到時候恐怕王燼不會受太多的懲罰,反而蔡明瑞一行人要吃不了兜著走。
見蔡浩祿一臉的不解,蔡明瑞一咬牙,將所有的事情和盤托出。
聽完來龍去脈,蔡浩祿整個人都愣在了原地。
他看向躺在病床上的兒子,眼中帶著濃濃的震驚、失望。
他無論如何都想不到,自己在這個兒子身上投入了那麼多的金錢,各種珍貴補品,他絲毫不加吝嗇地買來給自己這個兒子服用。
哪裡想到,自己這個兒子,從小吃著各種各樣旁人家都不敢想像的補品長大,竟然是這麼的不堪,叫了那麼多人圍毆一個窮人家的小子,卻被打成這副德行!
蔡明瑞被他這種眼神看的臉上發燙,低下頭不敢和他對視。
這一次他被打的可是相當之慘,那麼多人之中,王燼對他這個始作俑者格外關照,不光是將他的一條腿給打傷。
原本那條打了石膏的胳膊,再一次受傷,被王燼臨走前的那一腳給踩斷。
傷上加傷,若是不採取什麼額外的手段,高考之前他這條胳膊能夠恢復就不錯了。
明明是主動挑事的一方,卻落得這幅模樣,蔡明瑞甚至沒臉去學校了,借著傷痛的名義,休課在家養病。
蔡浩祿本想怒斥幾句蔡明瑞的不爭氣,從小吃這麼多珍貴補品長大,卻到頭來卻打不過一個窮小子。
但看到他現在這樣一副悽慘的模樣,也有些於心不忍,深呼吸一口氣:「這件事不能就這麼算了,不能把這小子送進監獄,那就讓這小子開除!
我們家每年不少給元城二中贊助,我就不相信,開除一個窮小子,校長會不答應!」
不得不說,這對父子同樣的心思狠毒,眼下已經臨近高考,若是在這個時候王燼被開除,不會再有別的高中要他。
他也別想再參加高考了。
這是想要徹底斷了王燼的前途!
蔡浩祿立刻撥通元城二中校長的電話。
「哪位?」
很快,電話被接通,老校長孫鴻德那蒼老但卻仍舊有力的聲音傳來。
「孫校長,好久不見,最近怎麼樣……」
蔡浩祿先是笑著與孫鴻德客套幾句,閒聊許久,兜兜轉轉了半天之後,方才說出自己的真實目的。
「你想讓我開除一個叫王燼的學生?」
電話中孫鴻德的聲音似乎有些疑惑。
「不錯,這個名叫王燼的學生,仗著自己氣血值高,超過了我兒子蔡明瑞,在學校中故意挑事,把我兒子打成了重傷!」
蔡浩祿明明是在顛倒是非,然而卻將話說的義正詞嚴:「他的這種行為,已經嚴重違反了元城二中的校規,孫校長,按照校規規定將他開除,不過分吧?」
「若是你的兒子真的被他打成重傷,你完全可以報案,讓軍部介入。

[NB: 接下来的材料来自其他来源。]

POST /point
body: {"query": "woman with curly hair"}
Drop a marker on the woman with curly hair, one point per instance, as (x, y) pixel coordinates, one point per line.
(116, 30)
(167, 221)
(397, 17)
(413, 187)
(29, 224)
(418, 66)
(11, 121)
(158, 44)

」
孫鴻德淡淡的聲音從電話中傳來:「若是軍部的調查結果真的如你所說,那我自然不會包庇一個為非作歹恃強凌弱的學生。」
老校長淡淡的聲音,卻讓蔡浩祿一下子卡了殼。
「孫校長,你也知道,現在軍部對這種私鬥的事件管理十分嚴格……」
半晌,蔡浩祿才支支吾吾地說道:「我看那叫王燼的學生年紀也不大,要是軍部介入,他恐怕就要被送去坐牢了,以後他這一輩子就毀了……
他還年輕,我覺得應該再給他個機會,不想做的太絕……」
「不想做的太絕?」
電話那邊傳來老校長不屑的冷笑聲:「你上來就要我在高考前的這個關鍵時候開除王燼,這可不像是不想做的太絕的樣子。」
「孫校長!」
眼見著說了半天,卻沒有辦法說服孫鴻德,蔡浩祿也有些急了,聲音下意識提高了幾度:「我兒子被那叫王燼的小兔崽子打成重傷,甚至很有可能會影響到高考,難道就這麼算了嗎?
我每年給元城二中那麼多的贊助,就算是看在我的面子上,開除一個無關緊要的學生都不行嗎?」
「無關緊要?」
孫鴻德嗤笑了一聲,心道你以為的無關緊要的學生,如今可是我們元城二中,乃至整個元城的寶貝疙瘩!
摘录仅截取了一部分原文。